At 10:40am on 30 April 1945 Mikhail Petrovich Minin scrambled to the top of the ruined Reichstag, and raised the Soviet flag. Unfortunately for him, though, the flag came off the next day during a desperate German counter attack.
So, ever mindful of the benefits of a nice bit of propaganda, two days later on 2 May the Soviets sent two different soldiers and a photographer up to the roof to do it properly.
The two men in the picture above are Meliton Kantaria (holding the red flag) and Mikhail Yegorov (less glamorously holding up Kantaria). Both were chosen for political reasons – Kantaria because he, like Stalin, was a Georgian, and Yegorov because he was a Russian, and represented the glorious motherland.
The now iconic photograph was taken by Yevgeny Khaldei, a Ukrainian war photographer who had been planning the shot he saw as his ‘Iwo Jima’ throughout the German advance on Berlin. In fact, he was so determined to get the perfect shot that, unable to find a good enough Soviet flag, he used a red tablecloth instead. The hammer and sickle was painstakingly sewn on by Khaldei and his uncle, back in Moscow.
Khaldei continued to work as a photographer for many years – mainly for Soviet news agency TASS – until anti-semitism forced him into retirement.
Khaldei died in 1997, aged 80. Despite taking one of the most famous pictures in world history, he never saw a penny in royalties.
I read somewhere that some versions of the picture are doctored slightly to remove one of the two (obviously stolen) watches that Yegorov is wearing.
I also wonder why one of the NY Yankees is further along the roof.
Its a fantastic photo nontheless and an interesting story too.

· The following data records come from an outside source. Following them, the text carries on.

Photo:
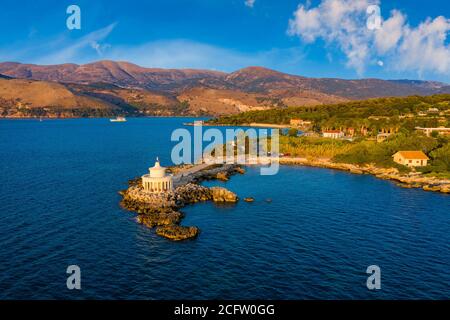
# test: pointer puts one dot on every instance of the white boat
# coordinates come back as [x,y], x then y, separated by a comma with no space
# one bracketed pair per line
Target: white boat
[118,119]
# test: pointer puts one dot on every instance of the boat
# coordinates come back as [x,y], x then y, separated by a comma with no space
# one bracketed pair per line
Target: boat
[118,119]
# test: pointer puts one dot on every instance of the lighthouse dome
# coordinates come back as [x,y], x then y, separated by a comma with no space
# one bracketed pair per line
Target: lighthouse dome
[157,171]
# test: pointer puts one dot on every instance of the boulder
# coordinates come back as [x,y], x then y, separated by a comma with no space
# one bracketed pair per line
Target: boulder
[177,233]
[222,176]
[239,170]
[223,195]
[159,219]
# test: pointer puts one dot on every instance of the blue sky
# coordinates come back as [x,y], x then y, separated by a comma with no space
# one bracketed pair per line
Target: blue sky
[317,38]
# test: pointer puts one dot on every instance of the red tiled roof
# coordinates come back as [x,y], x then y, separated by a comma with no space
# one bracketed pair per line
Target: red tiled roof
[413,155]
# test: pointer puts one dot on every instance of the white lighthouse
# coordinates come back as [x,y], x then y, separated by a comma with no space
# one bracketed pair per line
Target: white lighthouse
[157,181]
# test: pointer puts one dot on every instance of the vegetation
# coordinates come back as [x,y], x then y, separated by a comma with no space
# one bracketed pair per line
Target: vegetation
[398,116]
[374,114]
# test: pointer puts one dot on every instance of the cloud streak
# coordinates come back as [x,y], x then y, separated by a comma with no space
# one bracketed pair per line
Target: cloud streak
[250,3]
[341,24]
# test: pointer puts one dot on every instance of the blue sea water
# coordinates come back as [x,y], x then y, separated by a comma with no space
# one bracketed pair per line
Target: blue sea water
[59,206]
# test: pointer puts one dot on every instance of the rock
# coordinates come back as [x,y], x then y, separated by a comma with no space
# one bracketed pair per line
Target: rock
[159,219]
[222,176]
[239,170]
[177,233]
[445,188]
[223,195]
[429,187]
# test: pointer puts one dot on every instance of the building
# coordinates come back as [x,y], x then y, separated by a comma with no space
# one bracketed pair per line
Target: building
[382,136]
[428,131]
[411,158]
[299,123]
[333,134]
[157,181]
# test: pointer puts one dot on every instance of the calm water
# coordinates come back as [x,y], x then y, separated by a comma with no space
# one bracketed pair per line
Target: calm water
[59,206]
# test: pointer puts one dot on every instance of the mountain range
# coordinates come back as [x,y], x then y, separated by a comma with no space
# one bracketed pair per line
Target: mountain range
[107,88]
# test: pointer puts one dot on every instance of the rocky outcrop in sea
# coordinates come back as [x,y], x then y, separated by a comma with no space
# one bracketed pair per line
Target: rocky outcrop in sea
[161,211]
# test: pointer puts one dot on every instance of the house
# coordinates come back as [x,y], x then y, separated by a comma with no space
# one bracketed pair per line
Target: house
[433,110]
[333,134]
[440,130]
[299,123]
[411,158]
[382,136]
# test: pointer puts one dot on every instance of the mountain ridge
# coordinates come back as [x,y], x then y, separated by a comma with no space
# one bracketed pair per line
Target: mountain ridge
[159,91]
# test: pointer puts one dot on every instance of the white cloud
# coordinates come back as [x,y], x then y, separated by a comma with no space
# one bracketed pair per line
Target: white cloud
[341,24]
[250,3]
[189,54]
[72,50]
[60,49]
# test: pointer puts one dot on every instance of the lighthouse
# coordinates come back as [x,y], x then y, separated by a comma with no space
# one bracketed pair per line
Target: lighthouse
[157,181]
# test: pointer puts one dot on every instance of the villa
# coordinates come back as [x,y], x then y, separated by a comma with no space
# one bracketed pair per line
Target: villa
[299,122]
[333,134]
[411,158]
[157,181]
[440,130]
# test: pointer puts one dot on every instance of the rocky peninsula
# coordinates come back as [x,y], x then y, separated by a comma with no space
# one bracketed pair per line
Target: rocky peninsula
[162,210]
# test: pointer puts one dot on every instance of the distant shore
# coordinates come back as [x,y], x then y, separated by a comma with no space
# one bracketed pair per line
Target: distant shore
[405,181]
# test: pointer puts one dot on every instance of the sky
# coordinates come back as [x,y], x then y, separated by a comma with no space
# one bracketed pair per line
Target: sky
[409,39]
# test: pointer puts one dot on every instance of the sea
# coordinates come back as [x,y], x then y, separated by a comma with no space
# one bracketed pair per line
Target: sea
[311,233]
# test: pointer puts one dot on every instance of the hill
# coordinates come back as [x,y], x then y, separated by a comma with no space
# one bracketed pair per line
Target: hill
[126,88]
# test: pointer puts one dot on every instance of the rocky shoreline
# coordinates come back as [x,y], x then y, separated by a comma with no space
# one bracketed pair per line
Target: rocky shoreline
[161,211]
[402,180]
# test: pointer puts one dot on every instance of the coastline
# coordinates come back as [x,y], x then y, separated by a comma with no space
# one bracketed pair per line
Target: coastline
[162,210]
[405,181]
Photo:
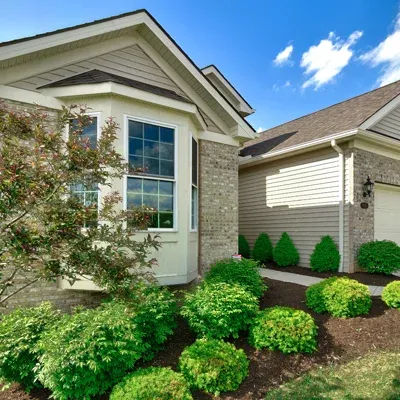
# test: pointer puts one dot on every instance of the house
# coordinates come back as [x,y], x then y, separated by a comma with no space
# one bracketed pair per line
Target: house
[309,176]
[183,124]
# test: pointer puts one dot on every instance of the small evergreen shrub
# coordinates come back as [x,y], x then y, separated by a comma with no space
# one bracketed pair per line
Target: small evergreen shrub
[379,257]
[219,310]
[285,252]
[214,366]
[340,297]
[244,273]
[315,295]
[152,383]
[243,246]
[326,256]
[262,250]
[391,294]
[19,333]
[284,329]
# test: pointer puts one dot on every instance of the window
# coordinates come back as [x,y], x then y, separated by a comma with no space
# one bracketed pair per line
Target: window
[88,195]
[194,200]
[151,178]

Putin saved the flag in that picture from being changed on a stamp about a year ago.
“I also wonder why one of the NY Yankees is further along the roof.”
The scene of the Red Sox celebrating their 2004 ALCS over the Yankees at Yankee Stadium reminded me of that photo.
Shortly thereafter, Dartmouth academic Patricia Herlihy compared the Red Sox to Russia. Great potential, which often appeared to fall short.
I added to her piece by noting how the Red Sox and Russia had earlier periods of prominence, followed by some lean times.